Locals take to streets in protest
The acquittal of George Zimmerman in the killing of Trayvon Martin this past weekend has sparked outrage in many corners of this country. But it was met with especially high emotions in Newburgh, where feelings of despair are all too common.
Martin, 17, was shot to death in February 2012 after Zimmerman stopped the teenager as a suspicious character walking along a residential street. Zimmerman maintained that the shooting was in self-defense and, during a highly publicized trial, was acquitted of responsibility in the killing.
Monday, a group of about 60-70 Newburgh-area residents marched down Broadway chanting while carrying signs protesting the result of the Sanford, Fla., trial.
Omari Shakur, who has become a community activist following the shooting death of his teenage son at the hands of local police, played a key role Monday night in the protest.
Shakur, wearing a hoodie much like the one Trayvon Martin was wearing the night he was shot, played the role of Martin.
“He shot me and he killed me,” Shakur, as Martin, said, referring to Zimmerman. “You know why? “Cause I’m black.”
Several members of the audience addressed the City Council Monday during the public comment period to express a variety of complaints about the city.
Shakur spoke against approval of the city accepting a $360,000 grant from the State of New York Division of Criminal Justice Services that the city will use to enhance law enforcement. Shakur said he has “alternatives” he prefers the city spend its money on, ignoring the fact that the city can only spend the money on such items as three additional police officers, a crime analyst and technology to thwart local crime.

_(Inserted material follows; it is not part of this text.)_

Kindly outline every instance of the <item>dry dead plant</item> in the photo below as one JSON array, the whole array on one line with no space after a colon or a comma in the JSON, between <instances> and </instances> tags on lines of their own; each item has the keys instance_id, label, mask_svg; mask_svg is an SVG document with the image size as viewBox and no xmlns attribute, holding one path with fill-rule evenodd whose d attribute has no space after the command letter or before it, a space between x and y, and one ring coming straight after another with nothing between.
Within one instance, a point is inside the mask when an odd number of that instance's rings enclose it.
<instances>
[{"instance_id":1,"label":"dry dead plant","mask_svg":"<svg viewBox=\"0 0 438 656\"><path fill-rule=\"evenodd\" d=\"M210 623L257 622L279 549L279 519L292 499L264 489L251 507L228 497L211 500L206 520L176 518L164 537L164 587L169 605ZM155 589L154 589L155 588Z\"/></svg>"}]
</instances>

Others voiced preferences for a shelter for the city’s homeless, rent control and more programs for local children. Programs adding more police protection weren’t high on the protesters’ list.
“We are Newburgh,” one resident stressed as protesters stood in the audience hoisting signs that read: “JUSTICE FOR TRAYVON” and “No Justice; No Peace.”
One of the demands marchers made was the inclusion of local attorney Michael Sussman, who specializes in cases involving the poor and downtrodden, to be included on a panel arbitrating differences between police and citizens.
Councilwoman Gay Lee offered her office as councilwoman to help solve differences between citizens and police. She also said she would set up a meeting with Sussman that would include representatives of those unhappy with local police.
“We need to fight against use of weapons to shoot black kids,” she said. “The [Zimmerman] decision was unfair and the people know the decision was unfair,” she said.
But Lee said she would fight her battle with her pen, not a gun.